Famed corporate activist Carl Icahn couldn’t help but take another shot at the alleged “fiasco” caused by Houston’s Occidental Petroleum while discussing his deal to help combine two major casino businesses.
After all, Icahn is suing Oxy for its pending $38 billion acquisition of The Woodlands-based Anadarko Petroleum, arguing the deal is destroying shareholder value as he seeks a potential special board meeting to appoint new members and possibly sell the company.
Icahn used Oxy as an example of a deal gone wrong while praising the effort for Eldorado Resorts to acquire Caesars Entertainment in a roughly $17 billion deal combining two Nevada gaming giants. That deal closed the door on Tilman Fertitta’s bid to acquire Caesars.
Icahn said Eldorado and Caesars are a great natural fit, while too many boards treat corporations “like feudal systems than democracies,” and shareholders like peasants who can be ignored.
“The recent Occidental Petroleum fiasco is a great example of how CEOs and board will go to great lengths, including ‘betting the company’ to serve their own agendas,” Icahn said in his statement. “If their bet is successful, they and possibly their shareholders win, but if it is unsuccessful, only the shareholders lose.
“Too many boards like Occidental’s believe they are unaccountable and cannot be removed, and therefore can do almost anything they please,” Icahn added, calling this attitude a major threat to companies and the middle-class Americans who are investing their savings.

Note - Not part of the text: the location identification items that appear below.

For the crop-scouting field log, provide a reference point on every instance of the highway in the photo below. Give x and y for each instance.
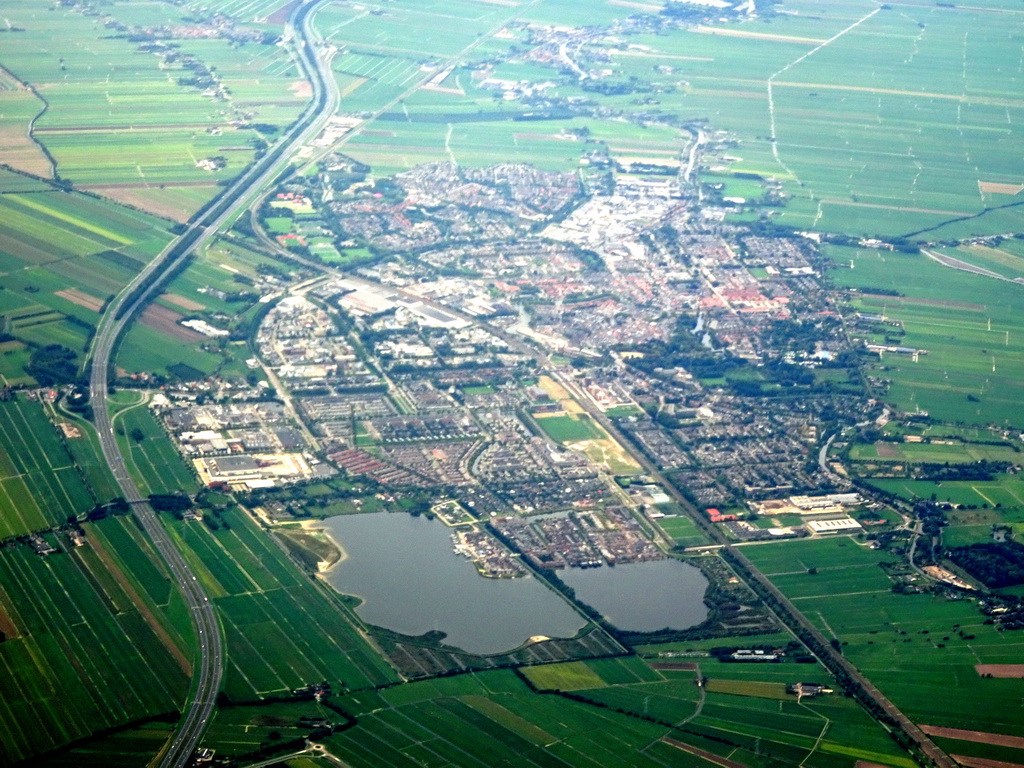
(208, 668)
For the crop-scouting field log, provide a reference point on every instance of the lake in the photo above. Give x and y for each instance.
(643, 596)
(411, 582)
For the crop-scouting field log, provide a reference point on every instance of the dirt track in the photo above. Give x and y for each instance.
(999, 739)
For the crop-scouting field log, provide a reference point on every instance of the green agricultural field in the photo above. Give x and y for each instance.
(283, 631)
(574, 428)
(40, 482)
(83, 650)
(920, 649)
(492, 719)
(966, 324)
(124, 122)
(145, 445)
(934, 453)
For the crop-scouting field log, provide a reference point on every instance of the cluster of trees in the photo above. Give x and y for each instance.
(995, 564)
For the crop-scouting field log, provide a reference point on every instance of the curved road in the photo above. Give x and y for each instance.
(116, 318)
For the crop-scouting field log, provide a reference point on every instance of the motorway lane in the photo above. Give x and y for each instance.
(113, 324)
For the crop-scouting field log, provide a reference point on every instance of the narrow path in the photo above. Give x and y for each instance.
(771, 95)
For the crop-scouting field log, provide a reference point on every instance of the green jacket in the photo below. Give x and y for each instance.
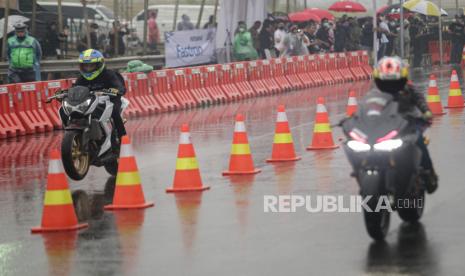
(243, 47)
(25, 54)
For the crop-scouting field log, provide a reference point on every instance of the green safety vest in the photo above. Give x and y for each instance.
(21, 52)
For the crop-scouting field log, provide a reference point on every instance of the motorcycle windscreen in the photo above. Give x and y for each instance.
(377, 117)
(78, 94)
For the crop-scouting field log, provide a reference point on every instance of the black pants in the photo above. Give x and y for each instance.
(116, 116)
(426, 162)
(21, 76)
(456, 53)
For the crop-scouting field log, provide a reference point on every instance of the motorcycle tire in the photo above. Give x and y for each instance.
(376, 223)
(413, 213)
(111, 167)
(81, 205)
(75, 169)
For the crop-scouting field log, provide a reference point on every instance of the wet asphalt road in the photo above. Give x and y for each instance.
(224, 230)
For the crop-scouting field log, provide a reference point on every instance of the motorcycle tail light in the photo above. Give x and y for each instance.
(358, 146)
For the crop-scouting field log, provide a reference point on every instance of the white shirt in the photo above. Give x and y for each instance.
(383, 25)
(279, 36)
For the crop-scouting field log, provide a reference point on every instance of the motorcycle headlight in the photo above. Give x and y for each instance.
(84, 106)
(388, 145)
(67, 107)
(358, 146)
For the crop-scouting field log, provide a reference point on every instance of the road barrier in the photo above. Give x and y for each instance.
(23, 109)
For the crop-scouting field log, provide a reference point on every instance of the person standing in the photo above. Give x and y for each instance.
(383, 29)
(313, 45)
(266, 38)
(457, 31)
(295, 43)
(185, 23)
(52, 41)
(323, 35)
(153, 31)
(341, 35)
(243, 45)
(354, 36)
(366, 39)
(254, 33)
(279, 36)
(24, 54)
(82, 44)
(122, 31)
(211, 23)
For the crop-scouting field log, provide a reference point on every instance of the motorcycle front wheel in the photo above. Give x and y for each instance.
(75, 161)
(377, 223)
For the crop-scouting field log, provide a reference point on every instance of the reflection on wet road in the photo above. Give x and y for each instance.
(225, 229)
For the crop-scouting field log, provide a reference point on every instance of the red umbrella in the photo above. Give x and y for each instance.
(347, 6)
(303, 16)
(320, 13)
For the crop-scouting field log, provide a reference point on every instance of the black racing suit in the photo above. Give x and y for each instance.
(106, 80)
(408, 98)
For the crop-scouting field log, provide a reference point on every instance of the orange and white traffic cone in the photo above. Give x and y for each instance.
(455, 92)
(283, 145)
(351, 104)
(58, 213)
(433, 99)
(322, 135)
(128, 188)
(187, 176)
(241, 161)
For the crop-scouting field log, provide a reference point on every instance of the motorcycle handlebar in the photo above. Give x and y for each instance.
(62, 93)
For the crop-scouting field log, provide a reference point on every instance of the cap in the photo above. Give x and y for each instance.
(20, 26)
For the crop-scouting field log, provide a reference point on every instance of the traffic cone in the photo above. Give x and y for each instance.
(352, 104)
(241, 159)
(433, 98)
(322, 135)
(58, 213)
(128, 189)
(455, 92)
(187, 176)
(283, 145)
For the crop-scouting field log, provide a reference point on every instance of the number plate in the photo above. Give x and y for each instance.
(28, 87)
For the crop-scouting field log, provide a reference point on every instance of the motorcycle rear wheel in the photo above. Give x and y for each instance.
(413, 213)
(75, 162)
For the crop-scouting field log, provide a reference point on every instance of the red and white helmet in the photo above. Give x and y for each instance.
(391, 69)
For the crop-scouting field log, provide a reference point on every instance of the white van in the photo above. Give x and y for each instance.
(166, 16)
(74, 12)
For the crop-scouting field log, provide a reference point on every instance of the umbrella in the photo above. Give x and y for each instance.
(320, 13)
(424, 7)
(347, 6)
(280, 16)
(392, 11)
(303, 17)
(12, 20)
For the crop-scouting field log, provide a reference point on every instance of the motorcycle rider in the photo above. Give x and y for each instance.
(391, 76)
(95, 76)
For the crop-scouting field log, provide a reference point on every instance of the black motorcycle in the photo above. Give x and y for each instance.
(90, 136)
(382, 149)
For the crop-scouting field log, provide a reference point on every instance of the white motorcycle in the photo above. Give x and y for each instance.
(90, 135)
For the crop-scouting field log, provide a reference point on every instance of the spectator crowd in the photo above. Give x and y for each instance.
(274, 37)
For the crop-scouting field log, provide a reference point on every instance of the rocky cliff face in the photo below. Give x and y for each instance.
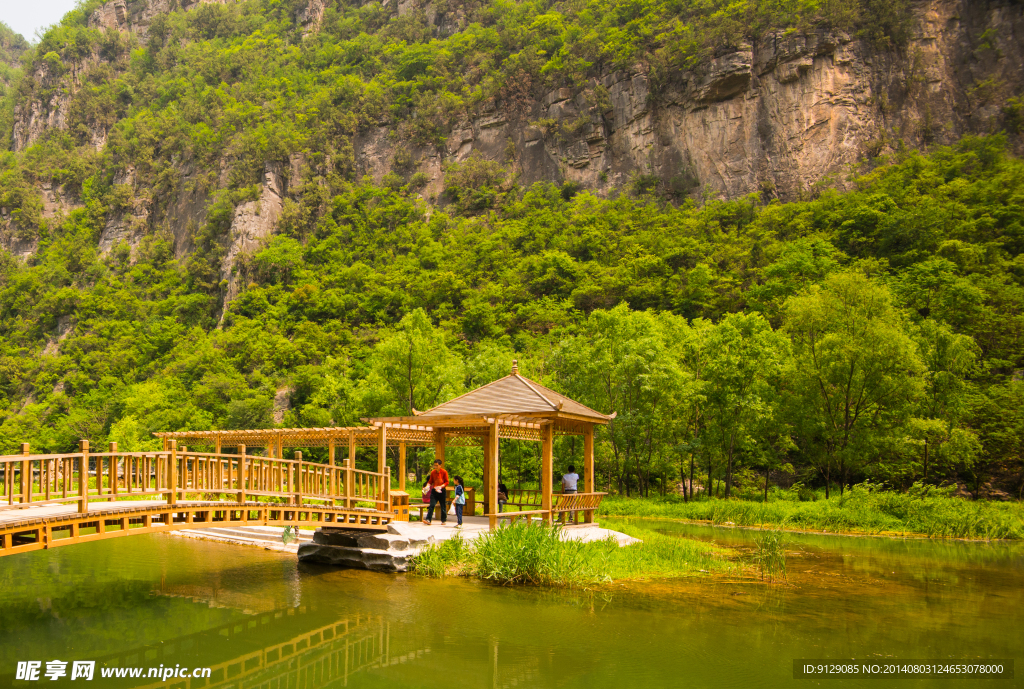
(780, 117)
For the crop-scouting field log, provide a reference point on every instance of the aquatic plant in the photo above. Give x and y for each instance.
(769, 554)
(534, 554)
(443, 559)
(864, 509)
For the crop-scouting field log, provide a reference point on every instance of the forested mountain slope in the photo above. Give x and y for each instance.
(709, 217)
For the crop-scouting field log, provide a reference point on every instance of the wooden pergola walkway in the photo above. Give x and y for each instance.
(55, 500)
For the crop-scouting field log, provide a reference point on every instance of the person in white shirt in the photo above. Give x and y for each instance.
(570, 480)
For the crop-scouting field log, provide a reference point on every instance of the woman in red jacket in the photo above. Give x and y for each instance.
(438, 491)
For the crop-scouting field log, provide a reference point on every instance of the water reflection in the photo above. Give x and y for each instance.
(261, 619)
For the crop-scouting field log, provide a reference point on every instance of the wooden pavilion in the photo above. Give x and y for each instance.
(511, 407)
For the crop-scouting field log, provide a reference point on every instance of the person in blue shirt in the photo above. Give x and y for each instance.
(460, 498)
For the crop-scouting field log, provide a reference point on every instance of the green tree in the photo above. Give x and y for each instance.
(744, 362)
(411, 369)
(856, 372)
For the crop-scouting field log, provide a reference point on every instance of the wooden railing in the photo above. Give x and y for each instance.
(563, 503)
(43, 479)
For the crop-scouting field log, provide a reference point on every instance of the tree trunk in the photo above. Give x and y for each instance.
(691, 476)
(728, 470)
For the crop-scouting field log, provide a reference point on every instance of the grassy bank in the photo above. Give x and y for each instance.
(859, 511)
(531, 554)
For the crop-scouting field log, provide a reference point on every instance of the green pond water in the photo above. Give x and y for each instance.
(261, 619)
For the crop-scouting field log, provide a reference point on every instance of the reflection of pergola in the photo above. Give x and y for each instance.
(512, 407)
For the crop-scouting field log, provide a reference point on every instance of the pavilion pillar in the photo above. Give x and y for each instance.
(385, 479)
(401, 466)
(439, 446)
(547, 469)
(487, 505)
(492, 479)
(588, 468)
(349, 476)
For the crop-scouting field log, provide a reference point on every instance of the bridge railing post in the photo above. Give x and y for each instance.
(242, 473)
(26, 475)
(172, 472)
(83, 477)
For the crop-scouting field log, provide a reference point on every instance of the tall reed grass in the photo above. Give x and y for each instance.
(769, 554)
(862, 510)
(530, 554)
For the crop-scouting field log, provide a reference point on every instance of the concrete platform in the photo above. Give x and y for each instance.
(394, 551)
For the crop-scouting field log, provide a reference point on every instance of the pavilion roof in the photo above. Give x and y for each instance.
(513, 395)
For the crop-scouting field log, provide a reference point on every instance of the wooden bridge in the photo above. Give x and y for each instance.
(57, 500)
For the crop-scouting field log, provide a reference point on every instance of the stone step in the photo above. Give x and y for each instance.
(358, 558)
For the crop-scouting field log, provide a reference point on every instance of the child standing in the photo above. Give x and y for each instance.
(460, 498)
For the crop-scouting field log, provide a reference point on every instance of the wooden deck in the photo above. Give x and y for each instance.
(48, 501)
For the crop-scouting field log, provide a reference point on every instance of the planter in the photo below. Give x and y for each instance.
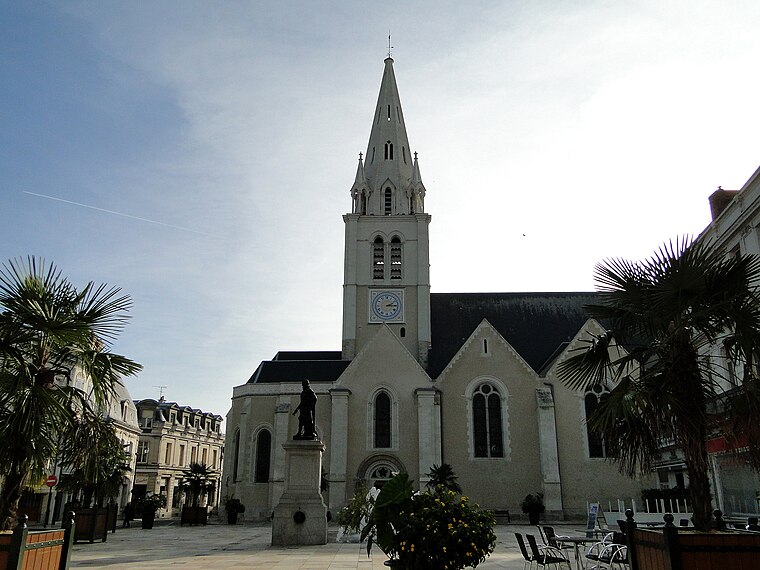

In a prepared statement to Icahn’s lawsuit in late May, Occidental said it is focused on maximizing long-term value for all shareholders.
“Our acquisition of Anadarko will create a global energy leader with a highly complementary asset portfolio and a unique opportunity to deliver compelling value and returns to the shareholders of both companies,” Oxy said.
Occidental recently outbid Chevron to acquire Anadarko, including its crown jewel acreage in West Texas’ booming Permian Basin.
But Oxy’s stock has plunged about 25 percent since the bidding war went public in April.
In order to secure the financing for the deal, Oxy Chief Executive Vicki Hollub led a whirlwind tour to Paris to sell Anadarko’s Africa assets to the French energy major Total for $8.8 billion, and then to Nebraska to convince Warren Buffett to commit $10 billion to help finance the Anadarko deal in exchange for a stake in the combined company.
Oxy was willing to offer $5 billion more than Chevron in part because the company is one of the most efficient operators in the Permian, drilling the most successful wells with lower costs and using a process known as enhanced recovery business to get more oil out of maturing wells, Hollub said.
She estimates Oxy, with Anadarko’s acreage, can save $10 billion in the Permian over time versus its peers.
“We were not going to let it be taken away,” Hollub said last month. “This is too important for our shareholders.”
Hollub has argued the deal will help secure Oxy’s future growth and that the combination will result in lots of cost savings in the years ahead.
“In the end, this is going to be a great thing for our shareholders, and they’re starting to see that,” Hollub said, acknowledging that she has some convincing left to do.